Nederland heeft op dit gebied veel te bieden: We kunnen duurzame productie aan hoogwaardige technologische kennis koppelen, want we zijn thuis op beide terreinen. Onze boeren maken nu de slag van innovatief naar duurzaam. We zijn er nu klaar voor om de Afrikaanse boeren te helpen de landbouw effectiever en efficiënter te maken. Dit kan door te zorgen voor een goed georganiseerde ketengewijze voedselproductie.

Bij voorbeeld gaat het dan om ondersteuning bij de opzet van innovatie centra en voorlichtingsinstanties. Of het bijdragen aan onderzoek en ontwikkeling van groene technologieën, met de nadruk op plantenveredeling, waardoor het bijvoorbeeld mogelijk wordt om planten onder moeilijke omstandigheden te laten groeien. Zoals droogte of overvloed aan water. Of het zuiniger gebruik van fosfaat om het dreigende tekort aan dit onmisbare element tegen te gaan.

Binnenkort ga ik ook zelf naar Afrika, waaronder Ethiopië, om daar de aandacht op te vestigen. In Ethiopië heeft LNV samen met partners als FAO en WURen lokale counterparts de beschikbaarheid van kwalitatief hoogwaardig zaaizaad vergroot. Onder ander in traditionele gewassen als sorghum en sesam. Zaaizaad wordt namelijk gezien als sleutelfactor, waarmee de opbrengst verbetert. Het komt dan ook tegemoet aan de eisen die de internationale markt stelt. Cruciaal is dat.

Bij al deze processen staan voor mij boerenorganisaties centraal. Sterke boerenorganisaties en coöperaties zijn onmisbare instrumenten om op het platteland sociale en vitale lokale gemeenschappen te creëren.

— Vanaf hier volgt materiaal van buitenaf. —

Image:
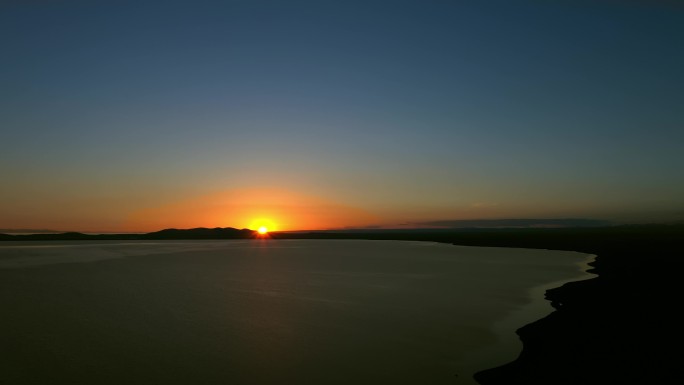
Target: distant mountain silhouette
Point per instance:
(201, 233)
(167, 234)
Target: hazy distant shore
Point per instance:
(610, 329)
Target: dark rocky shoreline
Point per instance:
(620, 327)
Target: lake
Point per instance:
(267, 311)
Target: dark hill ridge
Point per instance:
(618, 328)
(167, 234)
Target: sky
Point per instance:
(142, 115)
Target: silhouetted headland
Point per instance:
(619, 327)
(166, 234)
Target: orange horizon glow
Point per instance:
(274, 209)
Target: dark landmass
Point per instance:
(619, 327)
(167, 234)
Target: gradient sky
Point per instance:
(140, 115)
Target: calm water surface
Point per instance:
(266, 312)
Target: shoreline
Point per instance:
(613, 328)
(510, 345)
(617, 327)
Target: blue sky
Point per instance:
(406, 110)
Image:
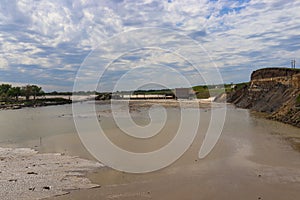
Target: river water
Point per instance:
(252, 159)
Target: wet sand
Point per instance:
(248, 162)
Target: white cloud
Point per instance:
(57, 35)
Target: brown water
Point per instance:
(252, 160)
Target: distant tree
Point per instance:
(26, 91)
(14, 92)
(4, 88)
(31, 90)
(36, 91)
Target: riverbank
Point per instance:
(275, 91)
(34, 103)
(26, 174)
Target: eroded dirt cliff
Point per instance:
(275, 91)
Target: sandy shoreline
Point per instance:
(26, 174)
(251, 161)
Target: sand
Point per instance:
(25, 174)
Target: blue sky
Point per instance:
(45, 42)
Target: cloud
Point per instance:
(45, 42)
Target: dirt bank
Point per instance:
(274, 91)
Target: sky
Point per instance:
(129, 43)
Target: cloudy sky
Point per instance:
(47, 42)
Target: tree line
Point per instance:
(8, 92)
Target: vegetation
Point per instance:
(9, 93)
(298, 101)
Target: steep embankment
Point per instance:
(275, 91)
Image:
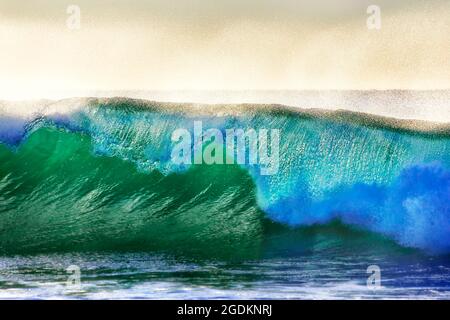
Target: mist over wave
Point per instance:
(87, 174)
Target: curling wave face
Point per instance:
(99, 176)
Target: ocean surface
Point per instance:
(89, 184)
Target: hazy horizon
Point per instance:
(225, 45)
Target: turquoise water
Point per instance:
(95, 187)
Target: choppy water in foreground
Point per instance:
(150, 276)
(91, 183)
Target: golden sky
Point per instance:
(221, 45)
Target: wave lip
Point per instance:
(374, 173)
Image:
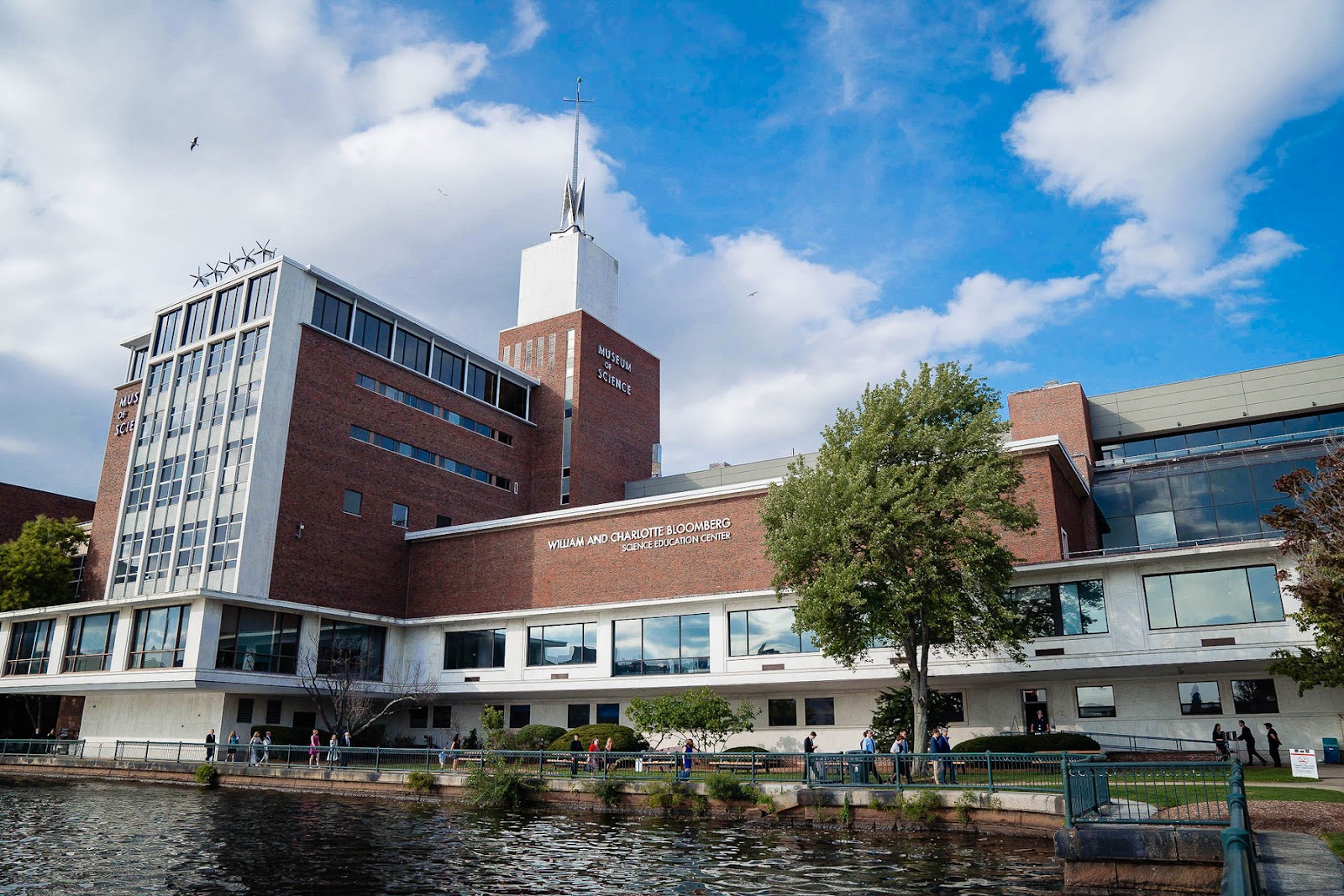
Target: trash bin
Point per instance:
(859, 762)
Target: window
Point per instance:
(1213, 598)
(1095, 701)
(259, 297)
(159, 559)
(228, 532)
(1254, 696)
(783, 712)
(89, 642)
(218, 356)
(138, 364)
(237, 468)
(171, 474)
(253, 345)
(765, 633)
(226, 311)
(165, 338)
(198, 322)
(562, 645)
(1200, 699)
(160, 638)
(198, 472)
(448, 369)
(333, 315)
(412, 351)
(30, 645)
(257, 641)
(246, 398)
(819, 711)
(351, 647)
(1053, 610)
(480, 383)
(192, 547)
(128, 558)
(512, 398)
(275, 711)
(662, 645)
(474, 649)
(373, 333)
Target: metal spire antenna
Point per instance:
(571, 212)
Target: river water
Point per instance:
(113, 839)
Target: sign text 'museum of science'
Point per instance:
(652, 537)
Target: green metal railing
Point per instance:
(1163, 793)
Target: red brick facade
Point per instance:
(121, 439)
(523, 566)
(613, 430)
(360, 562)
(18, 506)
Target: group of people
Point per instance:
(1247, 736)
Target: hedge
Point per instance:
(1027, 743)
(622, 738)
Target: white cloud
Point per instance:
(1163, 110)
(339, 160)
(530, 26)
(1003, 67)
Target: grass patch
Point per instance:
(1296, 794)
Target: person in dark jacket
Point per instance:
(1247, 738)
(1272, 736)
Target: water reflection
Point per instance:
(116, 839)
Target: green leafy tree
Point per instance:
(1314, 532)
(891, 537)
(35, 567)
(698, 714)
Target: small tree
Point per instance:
(35, 567)
(349, 698)
(1314, 532)
(893, 535)
(698, 714)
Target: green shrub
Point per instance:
(1027, 743)
(921, 806)
(608, 790)
(622, 738)
(497, 786)
(207, 775)
(669, 793)
(539, 736)
(725, 786)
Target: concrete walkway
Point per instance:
(1299, 866)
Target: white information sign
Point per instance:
(1303, 763)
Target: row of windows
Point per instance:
(340, 318)
(217, 313)
(1194, 501)
(159, 640)
(1227, 437)
(433, 410)
(425, 456)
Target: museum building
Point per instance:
(299, 472)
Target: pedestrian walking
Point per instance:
(1272, 736)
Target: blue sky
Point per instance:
(1122, 194)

Om de uitdagingen van de 21ste eeuw succesvol te kunnen aanpakken zullen we ook moeten leren van de lessen uit het verleden. Alleen op die wijze kunnen we effectieve landbouwmethoden uitrollen en ze toespitsen op verschillende omstandigheden in de praktijk. Het gaat duidelijk dan ook over maatwerk!

Dames en heren,

Ik kom nog even terug op de klimaatverandering. Over twee maanden is de Klimaattop in Kopenhagen. Het is belangrijk dat ook daar landbouw herkend en erkend wordt als deel van de oplossing. Daarom wil ik samen met de Wereldbank een klimaatfonds opzetten om nieuwe innovatieve financieringsmechanismen te vinden voor adaptatie en mitigatie-initiatieven in de landbouwsector. Verder vind ik dat we moeten spreken over maatregelen die emissies van broeikasgassen door intensieve veehouderij verminderen. Nieuw-Zeeland heeft daar een interessant voorstel voor gedaan: de Global Alliance on agriculture Greenhouse Gas mitigation research. Nederland gaat de werkgroep die zich daarmee bezighoudt, trekken.

Dames en heren,

Ik heb gesproken over wat ons verontrust. En ik heb gesproken over de keuzes van het kabinet. Maar u heeft ook een keuze.

U kunt hogere voedselprijzen over u heen laten komen, want ze dalen misschien weer. U kunt afwachten wat de klimaatverandering u brengt, velen zullen hard worden getroffen, maar ook enkelen zullen hier voordeel uit halen. U zou dus achteruit de toekomst in kunnen lopen, binnen blijven zitten, de gordijnen kunnen sluiten. Maar u kunt ook, samen met mij, en met open ogen en oren kijken naar de ontwikkelingen die op ons af komen. En investeren in mensen, de planeet, de economie. In people, planet en profit. Daar zijn een positieve grondhouding, denkkracht, een grote inzet en energie voor nodig. Van u, als deskundigen, burgers, betrokkenen en consumenten, èn niet alleen van mensen in deze zaal. Als we het al niet voor onszelf zouden doen, laten we het dan doen voor onze kinderen en kleinkinderen.

Dank u wel.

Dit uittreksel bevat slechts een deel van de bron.